Functional recovery has emerged as a critical treatment goal in schizophrenia, extending beyond symptom reduction to encompass independent living, vocational and educational attainment, social integration, and overall qu...Functional recovery has emerged as a critical treatment goal in schizophrenia, extending beyond symptom reduction to encompass independent living, vocational and educational attainment, social integration, and overall quality of life. Despite advances in pharmacotherapy, many people with schizophrenia continue to experience significant functional impairments driven by persistent symptoms, cognitive deficits, comorbidities, stigma, and adverse social determinants. Psychosocial interventions have been shown to be effective in improving functional outcomes but are not extensively utilized. To address these challenges, a consensus panel of experts in psychiatry and psychology reviewed the evidence base and developed practical recommendations for optimizing functional outcomes.
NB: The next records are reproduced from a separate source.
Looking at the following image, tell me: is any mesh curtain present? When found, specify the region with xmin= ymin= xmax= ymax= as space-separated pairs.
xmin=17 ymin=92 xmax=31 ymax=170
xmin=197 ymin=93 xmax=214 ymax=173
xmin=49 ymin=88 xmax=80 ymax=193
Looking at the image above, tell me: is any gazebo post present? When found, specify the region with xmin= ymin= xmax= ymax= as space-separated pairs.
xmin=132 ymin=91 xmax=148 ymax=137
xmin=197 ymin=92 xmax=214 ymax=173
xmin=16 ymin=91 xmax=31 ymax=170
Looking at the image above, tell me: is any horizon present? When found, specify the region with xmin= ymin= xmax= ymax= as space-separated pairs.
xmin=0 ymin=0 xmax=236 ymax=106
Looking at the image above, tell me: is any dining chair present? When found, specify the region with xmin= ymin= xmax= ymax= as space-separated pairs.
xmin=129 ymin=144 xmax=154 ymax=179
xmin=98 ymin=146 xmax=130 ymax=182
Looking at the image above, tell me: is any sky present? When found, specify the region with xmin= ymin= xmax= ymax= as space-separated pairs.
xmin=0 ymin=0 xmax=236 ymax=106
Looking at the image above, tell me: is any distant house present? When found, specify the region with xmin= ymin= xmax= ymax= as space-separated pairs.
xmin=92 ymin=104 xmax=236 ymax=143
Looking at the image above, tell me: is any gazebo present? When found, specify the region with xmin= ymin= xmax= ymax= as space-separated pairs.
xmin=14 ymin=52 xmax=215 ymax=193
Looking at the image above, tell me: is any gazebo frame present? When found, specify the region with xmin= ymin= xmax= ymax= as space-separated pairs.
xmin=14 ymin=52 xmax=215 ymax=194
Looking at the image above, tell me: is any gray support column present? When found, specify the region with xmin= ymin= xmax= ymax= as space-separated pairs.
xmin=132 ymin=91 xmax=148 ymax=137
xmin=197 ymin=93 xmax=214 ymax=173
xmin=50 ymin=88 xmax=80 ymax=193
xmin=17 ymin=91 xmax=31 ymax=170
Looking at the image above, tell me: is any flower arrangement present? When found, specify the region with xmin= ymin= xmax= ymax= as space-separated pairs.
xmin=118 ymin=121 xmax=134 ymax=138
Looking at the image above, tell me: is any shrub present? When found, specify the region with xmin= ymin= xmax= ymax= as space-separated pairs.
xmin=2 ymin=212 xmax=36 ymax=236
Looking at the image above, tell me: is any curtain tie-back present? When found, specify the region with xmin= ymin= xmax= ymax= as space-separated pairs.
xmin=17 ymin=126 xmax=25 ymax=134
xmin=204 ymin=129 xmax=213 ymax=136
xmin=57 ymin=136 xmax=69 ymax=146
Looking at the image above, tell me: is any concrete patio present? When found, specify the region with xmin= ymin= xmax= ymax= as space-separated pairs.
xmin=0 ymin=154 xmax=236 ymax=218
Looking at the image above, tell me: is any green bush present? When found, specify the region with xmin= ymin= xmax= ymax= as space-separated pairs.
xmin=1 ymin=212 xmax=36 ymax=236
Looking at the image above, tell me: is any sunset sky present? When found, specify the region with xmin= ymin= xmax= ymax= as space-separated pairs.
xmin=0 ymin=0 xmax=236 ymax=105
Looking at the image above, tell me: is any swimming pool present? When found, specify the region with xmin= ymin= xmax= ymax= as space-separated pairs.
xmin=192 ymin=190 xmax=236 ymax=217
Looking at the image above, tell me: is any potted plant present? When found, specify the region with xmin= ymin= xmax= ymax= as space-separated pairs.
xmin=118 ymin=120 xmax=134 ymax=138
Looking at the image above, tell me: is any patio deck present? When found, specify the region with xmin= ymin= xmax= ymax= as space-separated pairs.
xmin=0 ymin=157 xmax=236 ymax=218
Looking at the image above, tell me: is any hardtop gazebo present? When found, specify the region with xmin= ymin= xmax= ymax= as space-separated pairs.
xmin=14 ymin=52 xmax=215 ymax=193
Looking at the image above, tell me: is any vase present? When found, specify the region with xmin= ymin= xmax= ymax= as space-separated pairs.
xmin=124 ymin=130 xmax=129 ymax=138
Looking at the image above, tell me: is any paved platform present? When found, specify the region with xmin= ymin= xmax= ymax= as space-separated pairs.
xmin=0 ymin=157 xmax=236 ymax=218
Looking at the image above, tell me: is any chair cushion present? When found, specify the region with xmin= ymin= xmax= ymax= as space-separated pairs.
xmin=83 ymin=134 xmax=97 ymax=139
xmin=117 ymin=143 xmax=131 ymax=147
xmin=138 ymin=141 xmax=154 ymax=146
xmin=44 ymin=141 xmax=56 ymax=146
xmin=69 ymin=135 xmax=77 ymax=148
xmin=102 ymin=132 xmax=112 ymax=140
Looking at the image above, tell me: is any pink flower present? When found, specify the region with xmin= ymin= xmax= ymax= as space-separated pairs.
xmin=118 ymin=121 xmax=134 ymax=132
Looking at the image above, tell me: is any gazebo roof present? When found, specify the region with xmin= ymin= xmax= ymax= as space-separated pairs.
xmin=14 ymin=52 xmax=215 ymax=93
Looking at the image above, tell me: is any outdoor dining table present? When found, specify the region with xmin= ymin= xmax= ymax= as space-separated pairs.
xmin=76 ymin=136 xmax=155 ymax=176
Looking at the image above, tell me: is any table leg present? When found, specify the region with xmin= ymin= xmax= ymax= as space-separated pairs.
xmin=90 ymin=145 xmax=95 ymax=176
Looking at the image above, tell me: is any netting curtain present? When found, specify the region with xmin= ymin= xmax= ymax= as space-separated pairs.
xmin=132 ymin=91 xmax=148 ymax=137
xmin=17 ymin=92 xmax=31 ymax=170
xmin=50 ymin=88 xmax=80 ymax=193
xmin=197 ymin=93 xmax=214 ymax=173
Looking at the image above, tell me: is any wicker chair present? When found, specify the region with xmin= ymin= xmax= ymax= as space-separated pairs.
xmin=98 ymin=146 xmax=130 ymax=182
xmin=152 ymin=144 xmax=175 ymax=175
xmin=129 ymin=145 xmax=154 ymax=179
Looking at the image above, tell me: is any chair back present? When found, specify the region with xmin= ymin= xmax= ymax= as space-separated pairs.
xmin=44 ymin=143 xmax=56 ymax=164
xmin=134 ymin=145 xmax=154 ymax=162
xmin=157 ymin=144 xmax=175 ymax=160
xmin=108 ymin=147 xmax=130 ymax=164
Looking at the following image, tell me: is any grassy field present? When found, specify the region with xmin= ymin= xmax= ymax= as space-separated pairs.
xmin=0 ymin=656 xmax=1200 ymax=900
Panel discussions highlighted 4 domains of functional drivers in schizophrenia: intrinsic, behavioral, comorbid/consequential, and societal/contextual, and evaluated psychosocial interventions with demonstrated benefits relative to these domains. Amidst lingering questions about further refinement and optimal individualization, evidence clearly supports the use of cognitive behavioral therapy, cognitive remediation, social skills training, supported employment and housing, and family-focused interventions; likewise, evidence supports the use of psychoeducation, motivational interviewing, mindfulness- and acceptance-based therapies, and lifestyle interventions, such as structured exercise. Implementation remains limited due to workforce shortages, resource constraints, and a lack of integration into routine care. The panel recommends a comprehensive, patient-centered approach that integrates pharmacological treatment with evidence-based psychosocial strategies, guided by measurement-based care and individualized treatment planning. Validated functional assessment tools and emerging digital therapeutics offer scalable methods to monitor and enhance outcomes. By addressing both intrinsic and extrinsic drivers of disability, clinicians can more effectively support people with schizophrenia in achieving functional recovery and an improved quality of life.